El collar: Un cuento de Mary Huber
September 26, 2011 by admin
Él esperaba a la cantante en una sala privada del hotel de moda. Era lo mejor de París—todo oro y tela roja, en arabescos esculturales. Como un París del Siglo de Oro. Un espejo enorme colgaba de la pared opuesta a la ventana. Reflejaba el lujo espléndido del cuarto. Las camelias que la cantante favorecía perfumaban al aire; él sentía la cabeza ligera. Antes de ver este cuarto, había considerado la entrevista una degradación, pero ahora…Su anticipación se intensificaba. ¿Dónde estaba ella? Asistiendo a una fiesta; no cabe duda. Algo frívolo y decadente.
Durante estas reflexiones, ella entró, tirando su chaqueta sobre el sofá antiguo mientras daba permiso a sus asistentes para retirarse. Se sentó en el sillón como si fuera trono. Su pelo oscuro y exuberante caía en olas sobre sus hombros desnudos. Su piel suave no tenía defectos, era luminosa. Brillaba desde su interior. Apoyado en su cuello blanco, como el de un cisne, había un collar de diamantes y zafiros, con el fuego frío de una estrella distante. Los ojos de ella también contenían el fuego frío que lo cautivó a él. Era diosa, musa, tentadora, terrible.

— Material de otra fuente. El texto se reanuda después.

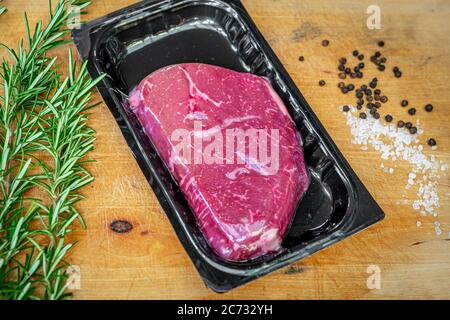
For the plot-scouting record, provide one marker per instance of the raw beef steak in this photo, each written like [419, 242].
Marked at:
[243, 201]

“Es un collar magnífico,” le dijo él.
“Gracias.”
Se le ocurrió una idea inefable. “¿Es un regalo?¿De su amante?”
“Un amante anterior.” Había aburrimiento en su voz. Parecía contemplar algo detrás de él. Era su reflejo en el espejo enorme. “¿Tienes alguna pregunta?”
“Ah–sí, sí,” él le murmuró. Pero no dijo más. No podía pensar en nada, aparte de su piel cálida y sus ojos fríos. Y el collar que era ambas cosas. Quería caer a sus pies, suplicarle…¿qué?¿Su amor?¿Era capaz de amar?
“¿Vas a entrevistarme o no? Tengo otras citas,” le dijo ella.
“Ah–¿Otras citas con otros amantes?” La rabia entró en su voz. El deseo y el odio se mezclaban en sus ojos.
“No seas ridículo,” su mueca desdeñosa no perdía la belleza. “No eres mi amante….Creo que será mejor si te vas.” Hizo un gesto hacia la puerta. Él estaba despedido.
Anduvo por los pasillos dorados, por las calles modernas, llenas de parisinos secos y sencillos. Anduvo por más calles, éstas viejas y vacías. Llegó al Sena, no supo cuándo. El río asqueroso cortaba esta ciudad mítica, artificial. Las olas oscuras le tentaban. Era la única opción. Levantó un pie en el puente, y el otro. Se quedó quieto por unos momentos, contemplando las olas opresoras. Después, saltó.